Whenever I travel through an airport, I am usually asked one of two questions by airport security:
(1) "Uh, Sir, just what kind of a pipe is that?", or
(2) "I'm sorry but, are you planning on boarding with that bow and arrow?"
What they are referring to is my berimbau, which is most likely slung over my shoulder, as I always take it on board with me! The berimbau is definitely one of my favorite instruments in the world! Where at one time, the instrument's use was limited exclusively to the arena of the Capoeira practicioners (Brazil's national martial art!), at present, its characteristic tones and sound effects can be found gracing many varied styles of music, from jazz, to rock, to classical, to Latin, and more.
The berimbau is held vertically in the left hand by placing the little finger under the string that attaches the gourd to the bow. The fourth and middle fingers wrap around the bow while the coin (or washer or flat stone) is held horizontally by the index finger and the thumb. The caxixí (the little basket shaker) is inserted around the middle and fourth fingers of the right hand, while the beater is held by the thumb, index, and middle fingers. The open side of the gourd is held against your abdomen, but it does not remain there permanently! You need to be able to hold the berimbau entirely in your left hand because you must play it against, as well as away from the body. You see, it's the opening and closing of the gourd's open side against our stomach that makes the natural acoustic "wa-wa" effect, which is the beautiful sound so characteristic of a well played berimbau.
The right hand travels in a 45 degree angle, striking the wire below the coin's point of contact to extract the low tone. For attaining the higher notes, the beater strikes the wire above the coin. There is also a high, raspy snare-drum-like sound produced by striking the wire while holding the coin lightly in contact with it. And every time the right hand moves in on the wire, the caxixí makes its crisp, "dry-maraca" sound.
These are the traditional sounds associated with the berimbau. In a future article, we will go over some new and avant-garde sounds and rhythms which the berimbau is capable of producing. The possibilities for this instrument are truly vast, so much so, that I've come to respect it as being one of mankind's oldest "acoustic synthesizers"!
But.......back to the traditional execution of the berimbau.....the most common and most often played rhythm is the one by the name of "São Bento Pequeno". It's the rhythm that everybody learns to play first and, because it's done at a moderate to medium-lively tempo, it really swings once you get the various "wa-wa" effects happening! There are, at the most, three berimbaus going at one time and they are usually tuned at low, med , and high pitches. The one tuned low tends to "hold the bottom" or maintain the basic rhythm going while the other players improvise a little according to the heat of the battle going on right in front of them.

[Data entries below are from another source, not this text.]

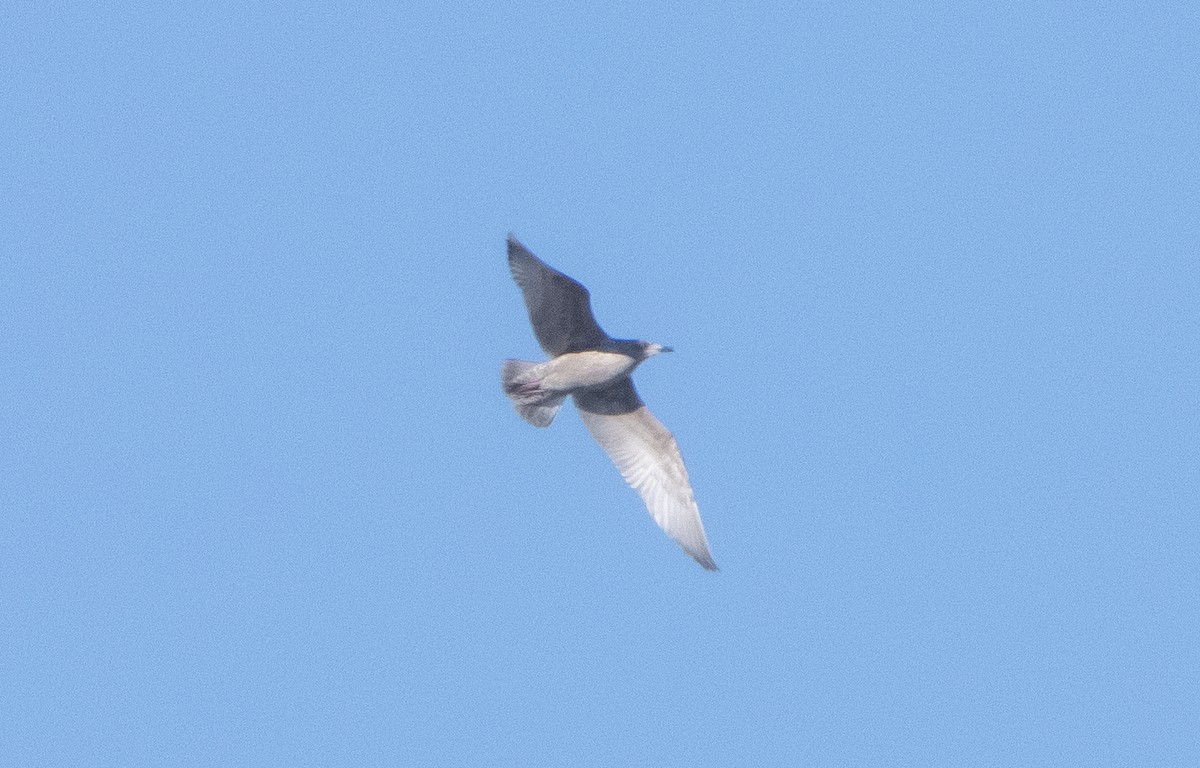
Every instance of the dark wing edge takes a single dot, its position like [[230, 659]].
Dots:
[[559, 307]]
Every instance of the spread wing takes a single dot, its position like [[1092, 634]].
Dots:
[[559, 307], [648, 457]]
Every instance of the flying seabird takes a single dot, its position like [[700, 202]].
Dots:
[[594, 369]]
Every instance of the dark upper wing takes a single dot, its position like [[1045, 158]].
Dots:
[[559, 309]]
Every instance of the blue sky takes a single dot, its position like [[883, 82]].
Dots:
[[930, 274]]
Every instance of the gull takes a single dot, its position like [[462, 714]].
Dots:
[[594, 369]]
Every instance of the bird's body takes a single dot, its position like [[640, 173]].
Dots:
[[594, 369]]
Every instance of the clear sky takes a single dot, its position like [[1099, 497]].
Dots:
[[930, 274]]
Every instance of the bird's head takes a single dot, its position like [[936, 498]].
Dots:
[[649, 348]]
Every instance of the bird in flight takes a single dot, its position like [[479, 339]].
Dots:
[[594, 369]]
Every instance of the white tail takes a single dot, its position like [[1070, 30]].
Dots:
[[522, 383]]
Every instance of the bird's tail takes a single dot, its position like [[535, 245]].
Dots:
[[522, 383]]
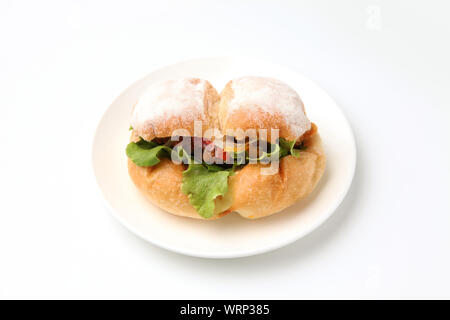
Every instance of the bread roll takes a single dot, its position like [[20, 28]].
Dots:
[[245, 103]]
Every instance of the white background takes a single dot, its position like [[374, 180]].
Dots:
[[387, 65]]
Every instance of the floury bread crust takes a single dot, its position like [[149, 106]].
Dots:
[[175, 104], [250, 193]]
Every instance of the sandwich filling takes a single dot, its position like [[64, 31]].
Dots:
[[209, 163]]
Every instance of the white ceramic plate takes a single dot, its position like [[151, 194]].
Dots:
[[230, 236]]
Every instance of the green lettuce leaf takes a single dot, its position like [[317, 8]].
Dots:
[[146, 154], [202, 186]]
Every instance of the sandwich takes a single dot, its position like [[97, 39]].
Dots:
[[250, 150]]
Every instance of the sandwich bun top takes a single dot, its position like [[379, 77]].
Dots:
[[262, 103], [175, 104]]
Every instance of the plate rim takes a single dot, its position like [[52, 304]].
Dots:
[[238, 254]]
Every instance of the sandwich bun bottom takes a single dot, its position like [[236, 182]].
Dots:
[[250, 194]]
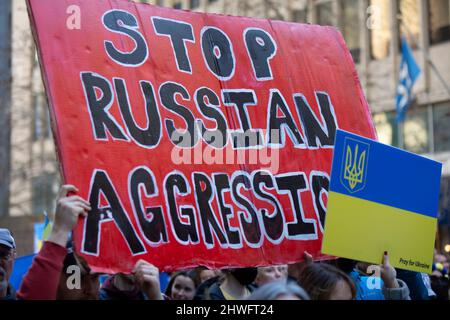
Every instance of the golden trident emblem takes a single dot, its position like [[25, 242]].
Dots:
[[354, 167]]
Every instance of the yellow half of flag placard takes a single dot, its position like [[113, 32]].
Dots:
[[381, 199]]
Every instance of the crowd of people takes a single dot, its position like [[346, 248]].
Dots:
[[339, 279]]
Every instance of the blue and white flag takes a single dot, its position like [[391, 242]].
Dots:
[[409, 71]]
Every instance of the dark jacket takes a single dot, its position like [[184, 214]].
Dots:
[[10, 294]]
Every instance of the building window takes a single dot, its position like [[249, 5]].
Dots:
[[439, 20], [351, 28], [410, 22], [416, 132], [45, 188], [194, 4], [379, 27], [387, 129], [441, 127], [325, 13]]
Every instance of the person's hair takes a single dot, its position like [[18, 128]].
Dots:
[[273, 290], [184, 273], [196, 274], [320, 279]]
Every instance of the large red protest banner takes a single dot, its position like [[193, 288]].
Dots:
[[199, 139]]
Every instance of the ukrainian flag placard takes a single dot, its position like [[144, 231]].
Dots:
[[381, 199]]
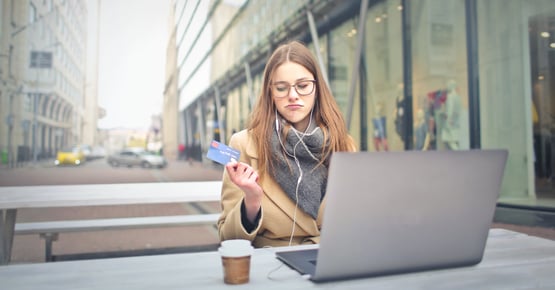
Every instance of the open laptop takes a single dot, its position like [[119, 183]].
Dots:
[[397, 212]]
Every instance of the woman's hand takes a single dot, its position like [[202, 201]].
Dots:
[[246, 178]]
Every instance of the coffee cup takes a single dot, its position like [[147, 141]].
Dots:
[[236, 258]]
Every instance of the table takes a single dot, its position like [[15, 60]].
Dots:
[[13, 198], [512, 260]]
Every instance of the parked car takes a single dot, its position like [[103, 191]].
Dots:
[[136, 157], [70, 156]]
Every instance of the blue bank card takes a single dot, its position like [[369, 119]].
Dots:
[[222, 153]]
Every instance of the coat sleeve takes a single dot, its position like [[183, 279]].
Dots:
[[229, 223]]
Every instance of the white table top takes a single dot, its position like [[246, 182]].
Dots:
[[16, 197], [512, 260]]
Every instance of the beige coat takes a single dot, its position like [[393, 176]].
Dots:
[[277, 212]]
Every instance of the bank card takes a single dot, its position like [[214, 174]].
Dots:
[[222, 153]]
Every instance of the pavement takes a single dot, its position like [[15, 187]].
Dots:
[[105, 244], [118, 243]]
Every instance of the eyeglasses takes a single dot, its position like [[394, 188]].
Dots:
[[303, 88]]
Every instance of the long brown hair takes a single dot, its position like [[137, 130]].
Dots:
[[326, 112]]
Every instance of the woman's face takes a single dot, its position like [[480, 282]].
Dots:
[[293, 90]]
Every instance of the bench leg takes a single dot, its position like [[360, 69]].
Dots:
[[48, 239]]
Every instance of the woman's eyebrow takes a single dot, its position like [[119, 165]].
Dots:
[[297, 80]]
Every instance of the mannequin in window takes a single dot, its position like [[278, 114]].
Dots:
[[421, 131], [399, 113], [451, 130], [380, 137]]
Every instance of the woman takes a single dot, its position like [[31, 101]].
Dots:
[[275, 194]]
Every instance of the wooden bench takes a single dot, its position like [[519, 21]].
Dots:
[[50, 230]]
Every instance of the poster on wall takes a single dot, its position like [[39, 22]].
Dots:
[[441, 47]]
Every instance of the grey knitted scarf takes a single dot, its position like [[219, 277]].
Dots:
[[293, 152]]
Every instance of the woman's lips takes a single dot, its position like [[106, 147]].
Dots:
[[294, 107]]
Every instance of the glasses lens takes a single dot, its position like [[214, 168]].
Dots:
[[304, 87]]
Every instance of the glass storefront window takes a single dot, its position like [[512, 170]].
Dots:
[[343, 41], [440, 99], [517, 84], [383, 76]]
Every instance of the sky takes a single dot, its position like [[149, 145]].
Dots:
[[131, 60]]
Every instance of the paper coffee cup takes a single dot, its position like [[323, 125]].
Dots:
[[236, 257]]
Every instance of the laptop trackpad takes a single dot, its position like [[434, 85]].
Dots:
[[303, 261]]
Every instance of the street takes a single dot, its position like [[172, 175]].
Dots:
[[30, 248]]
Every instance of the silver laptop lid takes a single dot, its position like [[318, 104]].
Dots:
[[395, 212]]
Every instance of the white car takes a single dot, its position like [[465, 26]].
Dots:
[[137, 157]]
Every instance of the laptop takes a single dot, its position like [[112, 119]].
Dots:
[[397, 212]]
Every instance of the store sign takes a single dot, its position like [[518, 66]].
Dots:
[[41, 59]]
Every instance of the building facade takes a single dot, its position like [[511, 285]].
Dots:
[[43, 78], [408, 75]]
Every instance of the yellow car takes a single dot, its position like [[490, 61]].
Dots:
[[70, 156]]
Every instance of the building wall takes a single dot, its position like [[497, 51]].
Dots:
[[47, 101], [438, 90]]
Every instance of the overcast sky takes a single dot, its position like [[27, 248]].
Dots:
[[132, 55]]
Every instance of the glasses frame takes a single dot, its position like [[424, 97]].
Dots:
[[295, 87]]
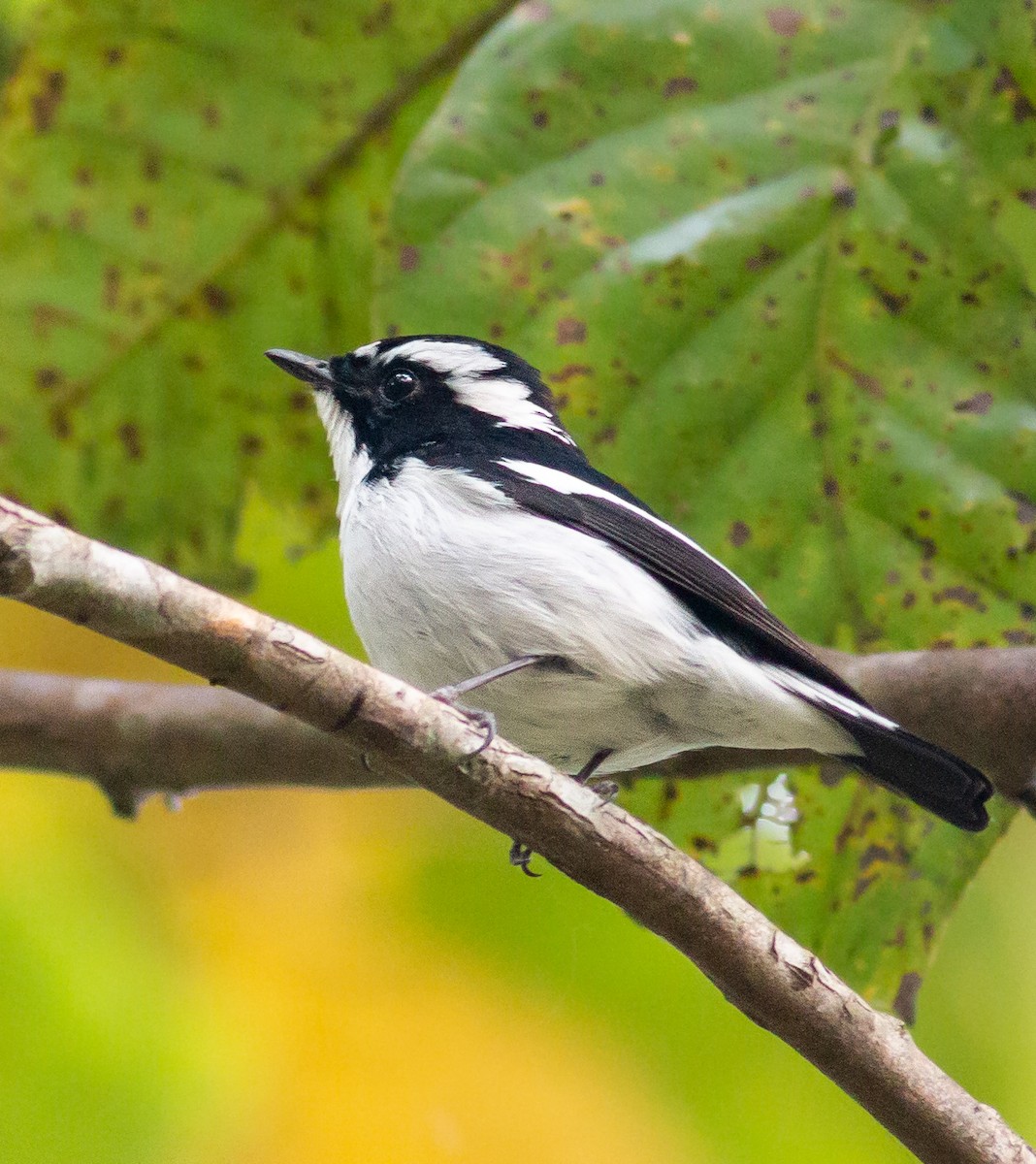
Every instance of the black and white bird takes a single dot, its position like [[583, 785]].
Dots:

To obtain the so-called "wa-wa" effect (you know, like the guitar "Wa-Wa Pedal"!) the berimbau must always be touching your belly immediately preceeding a strike on the wire. The motion is gradual but large, in that, as soon as you strike the wire with your beater, you must move the berimbau's gourd away from your body, until you obtain the entire full, rich tone from the gourd. This should be done for the low and high notes.
The next most popular rhythm is called "Angola". This rhythm is played very slow, while the guys dueling in front do so in slow motion, each one trying to out-do the other in feats of agility and strength. Again, the low pitched berimbau pretty much "holds the fort" while the other performers play along, stepping outside of the pattern to improvise according to the movements of the capoeristas in the circle.
"Cavalaria" is the rhythm that is usually learned next. This rhythm is used exclusively to break up the function on account of the police arriving on the scene. As soon as someone plays this rhythm, everybody knows that it's time to scatter! This rhythm uses only the low note and the metallic rasp. Every time the low note is played, the note is "opened" by moving the gourd away from the body. The rasp note is produced at precisely the end of this outward trajectory, at the exact moment the berimbau begins to return back to the belly.
Each of these rhythms should be practiced over and over, many times! Your left hand must be able to grip the instrument firmly, for long periods of time, so you must work on strengthening your left hand and fingers. It takes, on the average, two to three months to get to a point where you can actually hold the berimbau with any sense of control. Up until this point, please practice far from glass shelves and crystal chandeliers!